The Centre is planning to allow the private sector to enter the lucrative legal narcotics business to meet the growing demand for opium alkaloids from the domestic pharmaceutical industry.
At present, licit opium alkaloids -- base compounds for a wide range of pain-killers of which a major share is used for cancer patients -- are sourced from the government-owned Alkaloid Works at Ghazipur and Government Opium at Neemuch.
Officials, however, said the units were finding it hard the meet the demand from the rapidly expanding domestic pharmaceutical industry. The factories produce about 15 tonnes each of the alkaloids, including codeine, morphine and noscapine, annually, in addition to exporting over 500 tonnes of opium, valued at Rs 220 crore (Rs 2.20 billion), to countries like the United States, France, Germany and Japan for industrial use.

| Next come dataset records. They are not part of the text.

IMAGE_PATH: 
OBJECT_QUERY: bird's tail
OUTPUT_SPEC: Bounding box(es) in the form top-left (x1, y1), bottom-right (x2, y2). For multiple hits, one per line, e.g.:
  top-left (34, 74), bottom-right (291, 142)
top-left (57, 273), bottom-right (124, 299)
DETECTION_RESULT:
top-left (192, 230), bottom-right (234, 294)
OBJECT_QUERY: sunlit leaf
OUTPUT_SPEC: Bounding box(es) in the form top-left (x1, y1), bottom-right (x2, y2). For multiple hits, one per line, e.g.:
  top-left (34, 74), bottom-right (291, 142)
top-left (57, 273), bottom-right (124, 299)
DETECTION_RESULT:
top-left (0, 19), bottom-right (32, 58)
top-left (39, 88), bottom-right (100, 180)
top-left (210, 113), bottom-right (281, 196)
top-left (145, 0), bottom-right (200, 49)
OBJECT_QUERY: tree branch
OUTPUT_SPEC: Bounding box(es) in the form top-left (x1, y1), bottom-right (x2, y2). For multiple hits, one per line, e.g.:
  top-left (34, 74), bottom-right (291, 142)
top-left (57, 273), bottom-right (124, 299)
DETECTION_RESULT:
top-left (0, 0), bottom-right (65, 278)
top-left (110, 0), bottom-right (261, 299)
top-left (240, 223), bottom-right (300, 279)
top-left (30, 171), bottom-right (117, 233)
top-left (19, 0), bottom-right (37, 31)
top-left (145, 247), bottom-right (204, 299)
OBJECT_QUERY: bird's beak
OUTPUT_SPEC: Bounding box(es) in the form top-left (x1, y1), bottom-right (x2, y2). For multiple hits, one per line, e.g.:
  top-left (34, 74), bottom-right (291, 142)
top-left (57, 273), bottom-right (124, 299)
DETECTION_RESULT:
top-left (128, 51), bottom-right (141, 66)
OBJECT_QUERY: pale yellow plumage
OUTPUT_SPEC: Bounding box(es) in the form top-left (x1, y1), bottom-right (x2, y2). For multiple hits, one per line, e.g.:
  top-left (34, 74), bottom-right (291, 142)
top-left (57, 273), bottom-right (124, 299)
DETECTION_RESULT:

The officials said they had already received queries from private players seeking to enter the business. Given the sensitive nature of the business, the government will have to formulate detailed guidelines to ensure that private sector players subject themselves to the same level of security checks, as the government factories do.
In 2002-03, the two factories earned about Rs 100 crore (Rs 1 billion) from the production of opium alkaloids. The units source their entire raw materials from opium cultivated on government-licensed lands in Rajasthan, Madhya Pradesh and Uttar Pradesh. These states produce about a thousand tonnes of the crop per year.
The government has begun the work of amending the Rules under the National Drug and Psychotropic Substances Act of 1985, which allows for the production of the compounds by the two government factories.
To ensure that opium does not get diverted for the production of illicit drugs, there are three separate authorities for supervising the cultivation of opium, manufacture of opiates and the fight against drug menace.
All of them come under the administrative control of the Narcotics Control Division. From last fiscal, the Narcotics Control Bureau, which does the work of seizure of illicit opium and narcotic drugs, has been taken over by the home ministry. The other activities are still under the department of revenue.
Opium for masses
- The government-owned factories are finding it hard the meet the demand from the rapidly expanding domestic pharmaceutical industry.
- The government has received queries from private players seeking to enter the business.
- The Centre will have to formulate detailed guidelines to ensure that private sector players subject themselves to stringent security checks.
- In 2002-03, the two government factories earned about Rs 100 crore from the production of opium alkaloids.